Moratoryum ilanının ertesinde Osmanlı İmparatorluğu alacaklılarıyla anlaşmaya gitti. Anlaşma son derecede ağır koşullar taşıyordu…
…Hükümet yabancı devletlerin baskılarına dayanamadı ve 20 Aralık 1881’de Düyun-u Umumiye İdaresi’ni kurdu. 1882 yılında çalışmaya başlayan Düyun-u Umumiye’nin idare meclisi biri İngiliz ve Hollandalı borç verenlerin, biri Fransız, biri Alman, biri Avusturyalı, biri İtalyan borç verenlerin, biri ayrıcalıklı tahvil sahiplerinin temsilcilerinden ve biri de Osmanlı tebasından olmak üzere 7 kişiden oluşuyordu…
…Kurtuluş savaşı sırasında Ankara hükümeti Düyun-u Umumiye İdaresinin topladığı bütün gelirlere el koydu. Lozan Antlaşmasıyla bu kurumun işleyişine son verildi. Osmanlı borçları Lozan’da imparatorluğu oluşturan ülkelere paylaştırıldı. En büyük pay Türkiye Cumhuriyeti’ne düştü.
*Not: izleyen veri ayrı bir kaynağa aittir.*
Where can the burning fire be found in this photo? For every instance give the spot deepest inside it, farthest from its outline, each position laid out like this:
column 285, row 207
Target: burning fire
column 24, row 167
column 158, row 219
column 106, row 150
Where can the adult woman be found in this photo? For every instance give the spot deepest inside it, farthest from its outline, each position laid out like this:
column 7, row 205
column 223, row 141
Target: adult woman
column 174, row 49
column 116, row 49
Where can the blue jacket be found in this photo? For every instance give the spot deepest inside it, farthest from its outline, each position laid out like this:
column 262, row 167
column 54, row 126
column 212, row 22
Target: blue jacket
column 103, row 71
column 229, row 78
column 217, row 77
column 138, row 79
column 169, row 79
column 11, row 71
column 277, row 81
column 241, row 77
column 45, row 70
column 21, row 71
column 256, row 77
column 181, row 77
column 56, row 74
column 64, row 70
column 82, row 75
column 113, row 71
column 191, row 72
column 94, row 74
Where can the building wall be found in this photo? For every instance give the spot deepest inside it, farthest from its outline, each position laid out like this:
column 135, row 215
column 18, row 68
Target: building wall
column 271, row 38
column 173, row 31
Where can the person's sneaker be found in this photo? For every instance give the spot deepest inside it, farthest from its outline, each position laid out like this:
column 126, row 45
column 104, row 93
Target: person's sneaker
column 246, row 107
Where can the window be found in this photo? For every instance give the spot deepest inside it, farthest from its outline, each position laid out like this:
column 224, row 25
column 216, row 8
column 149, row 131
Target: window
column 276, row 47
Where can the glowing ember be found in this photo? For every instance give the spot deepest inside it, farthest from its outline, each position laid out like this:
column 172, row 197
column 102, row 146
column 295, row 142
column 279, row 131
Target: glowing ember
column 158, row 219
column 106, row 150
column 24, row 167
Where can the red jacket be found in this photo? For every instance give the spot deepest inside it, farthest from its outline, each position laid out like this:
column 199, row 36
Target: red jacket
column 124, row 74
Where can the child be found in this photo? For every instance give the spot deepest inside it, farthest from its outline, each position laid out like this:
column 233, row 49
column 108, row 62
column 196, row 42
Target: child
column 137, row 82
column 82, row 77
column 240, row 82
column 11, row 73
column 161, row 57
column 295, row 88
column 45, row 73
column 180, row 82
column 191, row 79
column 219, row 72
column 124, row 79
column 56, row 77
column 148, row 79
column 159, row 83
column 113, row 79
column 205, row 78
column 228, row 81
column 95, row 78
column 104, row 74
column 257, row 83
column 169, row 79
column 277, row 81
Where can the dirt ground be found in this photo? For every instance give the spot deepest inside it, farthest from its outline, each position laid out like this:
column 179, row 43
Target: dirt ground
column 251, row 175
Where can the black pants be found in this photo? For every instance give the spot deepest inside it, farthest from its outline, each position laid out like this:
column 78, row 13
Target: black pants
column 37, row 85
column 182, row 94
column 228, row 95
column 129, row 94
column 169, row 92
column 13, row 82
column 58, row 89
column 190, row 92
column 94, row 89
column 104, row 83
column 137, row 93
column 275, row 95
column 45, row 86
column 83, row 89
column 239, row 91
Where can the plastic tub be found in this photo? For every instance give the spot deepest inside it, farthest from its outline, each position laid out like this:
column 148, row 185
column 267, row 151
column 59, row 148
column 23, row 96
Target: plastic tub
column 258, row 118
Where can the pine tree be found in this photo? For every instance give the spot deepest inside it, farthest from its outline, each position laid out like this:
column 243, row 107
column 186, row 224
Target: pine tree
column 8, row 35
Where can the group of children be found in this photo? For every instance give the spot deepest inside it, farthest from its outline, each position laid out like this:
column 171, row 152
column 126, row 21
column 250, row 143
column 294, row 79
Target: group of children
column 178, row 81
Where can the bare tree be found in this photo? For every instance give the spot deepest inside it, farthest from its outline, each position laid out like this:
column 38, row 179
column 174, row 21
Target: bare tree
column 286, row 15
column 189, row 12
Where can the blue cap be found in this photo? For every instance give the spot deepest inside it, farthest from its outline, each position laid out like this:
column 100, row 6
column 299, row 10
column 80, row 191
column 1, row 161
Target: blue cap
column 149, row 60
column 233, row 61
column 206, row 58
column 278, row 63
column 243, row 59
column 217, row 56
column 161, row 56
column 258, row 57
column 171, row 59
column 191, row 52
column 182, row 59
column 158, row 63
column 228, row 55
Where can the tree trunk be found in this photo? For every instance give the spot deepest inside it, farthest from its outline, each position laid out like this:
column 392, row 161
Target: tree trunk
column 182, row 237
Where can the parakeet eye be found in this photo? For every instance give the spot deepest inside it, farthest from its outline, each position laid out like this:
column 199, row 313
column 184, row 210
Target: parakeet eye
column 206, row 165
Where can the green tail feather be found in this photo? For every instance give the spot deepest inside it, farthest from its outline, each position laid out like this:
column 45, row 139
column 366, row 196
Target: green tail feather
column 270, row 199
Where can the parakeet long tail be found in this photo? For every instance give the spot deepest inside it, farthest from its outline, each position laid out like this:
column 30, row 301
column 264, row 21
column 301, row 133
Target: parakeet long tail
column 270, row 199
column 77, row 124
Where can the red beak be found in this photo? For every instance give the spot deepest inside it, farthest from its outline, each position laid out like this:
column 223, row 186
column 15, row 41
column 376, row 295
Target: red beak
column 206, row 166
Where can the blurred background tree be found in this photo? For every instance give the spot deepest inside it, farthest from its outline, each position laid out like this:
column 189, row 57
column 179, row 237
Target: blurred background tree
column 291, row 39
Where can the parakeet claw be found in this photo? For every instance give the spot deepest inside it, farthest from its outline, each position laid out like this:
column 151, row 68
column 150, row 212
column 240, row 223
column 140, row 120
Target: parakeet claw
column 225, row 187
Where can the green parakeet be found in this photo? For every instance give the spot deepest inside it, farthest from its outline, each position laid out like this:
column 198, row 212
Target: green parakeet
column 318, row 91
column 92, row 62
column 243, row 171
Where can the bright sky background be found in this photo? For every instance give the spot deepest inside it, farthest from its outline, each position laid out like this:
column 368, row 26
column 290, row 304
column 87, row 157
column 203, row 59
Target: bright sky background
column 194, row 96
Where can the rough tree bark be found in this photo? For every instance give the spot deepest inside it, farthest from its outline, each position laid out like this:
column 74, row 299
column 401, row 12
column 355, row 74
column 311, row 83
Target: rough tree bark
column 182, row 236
Türkiye, Osmanlı borçlarının geri ödenmesini ilk borcu aldığı 1854 yılından tam 100 yıl sonra 1954 yılında tamamladı. Osmanlı borçlarının tasfiyesi Türkiye Cumhuriyeti’nin 30 yılına mal oldu.”
***
Bugünkü iktidarın çok sevdiği II. Abdülhamit 1876-1909 tarihleri arasında padişahlık yaptı.
Osmanlı toplamda 1854’den 1914’e kadar 42 borç anlaşması yaptı.
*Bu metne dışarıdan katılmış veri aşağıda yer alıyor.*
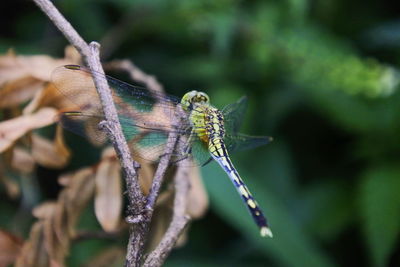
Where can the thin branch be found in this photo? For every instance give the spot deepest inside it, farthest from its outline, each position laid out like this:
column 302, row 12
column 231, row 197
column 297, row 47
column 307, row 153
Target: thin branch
column 136, row 74
column 164, row 162
column 178, row 223
column 90, row 53
column 139, row 210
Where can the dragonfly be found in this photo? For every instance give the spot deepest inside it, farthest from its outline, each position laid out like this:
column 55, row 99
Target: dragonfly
column 146, row 118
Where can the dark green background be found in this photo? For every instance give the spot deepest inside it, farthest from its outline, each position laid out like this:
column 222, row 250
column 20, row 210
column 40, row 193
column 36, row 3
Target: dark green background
column 322, row 79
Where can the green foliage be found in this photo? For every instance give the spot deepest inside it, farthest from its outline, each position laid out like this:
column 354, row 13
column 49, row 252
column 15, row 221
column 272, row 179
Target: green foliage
column 322, row 78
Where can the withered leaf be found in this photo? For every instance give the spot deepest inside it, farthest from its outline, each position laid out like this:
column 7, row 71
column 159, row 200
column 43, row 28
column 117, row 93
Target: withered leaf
column 13, row 129
column 50, row 154
column 10, row 247
column 197, row 196
column 22, row 161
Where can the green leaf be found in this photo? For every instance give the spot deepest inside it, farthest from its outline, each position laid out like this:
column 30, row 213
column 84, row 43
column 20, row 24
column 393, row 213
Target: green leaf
column 380, row 211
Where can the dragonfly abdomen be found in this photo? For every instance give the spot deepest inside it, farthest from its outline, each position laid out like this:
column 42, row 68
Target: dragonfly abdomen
column 219, row 153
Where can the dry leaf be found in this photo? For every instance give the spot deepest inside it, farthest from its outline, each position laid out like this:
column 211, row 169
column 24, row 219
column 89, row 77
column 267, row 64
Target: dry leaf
column 22, row 161
column 44, row 210
column 108, row 197
column 50, row 154
column 10, row 247
column 34, row 253
column 12, row 188
column 75, row 198
column 13, row 129
column 50, row 96
column 40, row 67
column 19, row 91
column 197, row 196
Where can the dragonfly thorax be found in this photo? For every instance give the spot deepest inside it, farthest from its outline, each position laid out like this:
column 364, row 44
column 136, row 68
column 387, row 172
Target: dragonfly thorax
column 192, row 97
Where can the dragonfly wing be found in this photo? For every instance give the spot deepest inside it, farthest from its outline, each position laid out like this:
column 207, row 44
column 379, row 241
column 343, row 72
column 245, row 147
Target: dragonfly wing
column 146, row 143
column 233, row 115
column 240, row 142
column 145, row 117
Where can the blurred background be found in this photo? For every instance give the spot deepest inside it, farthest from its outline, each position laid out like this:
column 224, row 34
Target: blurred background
column 322, row 79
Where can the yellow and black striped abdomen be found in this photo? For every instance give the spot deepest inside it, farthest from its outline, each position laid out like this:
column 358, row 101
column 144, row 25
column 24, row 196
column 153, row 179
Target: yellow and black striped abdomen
column 220, row 154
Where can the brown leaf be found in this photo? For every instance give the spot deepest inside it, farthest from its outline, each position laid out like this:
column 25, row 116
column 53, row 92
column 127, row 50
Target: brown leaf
column 50, row 96
column 22, row 76
column 22, row 161
column 19, row 91
column 10, row 247
column 44, row 210
column 50, row 154
column 12, row 188
column 108, row 197
column 40, row 67
column 75, row 198
column 34, row 253
column 13, row 129
column 197, row 196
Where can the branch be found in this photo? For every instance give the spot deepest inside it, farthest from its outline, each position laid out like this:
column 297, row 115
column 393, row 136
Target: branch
column 178, row 223
column 90, row 54
column 139, row 211
column 136, row 74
Sözcü yazarı tarihçi Sinan Meydan, II. Abdülhamit için şöyle diyor;
“Aslında operadan, tiyatrodan, klasik müzikten hoşlanan, borsa ve faizle zengin olan, içki fabrikaları kurulmasına izin veren ve sürekli öldürülme korkusu yaşayan gerçek II. Abdülhamit, bugün siyaseten kurgulanmak istenen II. Abdülhamit’e hiç benzemiyor.”
***
İktidarı ve muhalefetiyle bugün yaşadığımız dönem II. Abdülhamit dönemiyle çok örtüşüyor ve aynı hatalar yapılıyor.
Eski Genelkurmay Başkanı İlker Başbuğ’un son kitabı “Osmanlıdan Cumhuriyete Güç Odaklarının Mücadelesi” bu dönemi en güzel özetleyen kitaplardan birisi.
Ve tabii ki büyük önder Mustafa Kemal Atatürk’ün bu sancılı yıllarda, okul yıllarından itibaren verdiği mücadele okunmalı.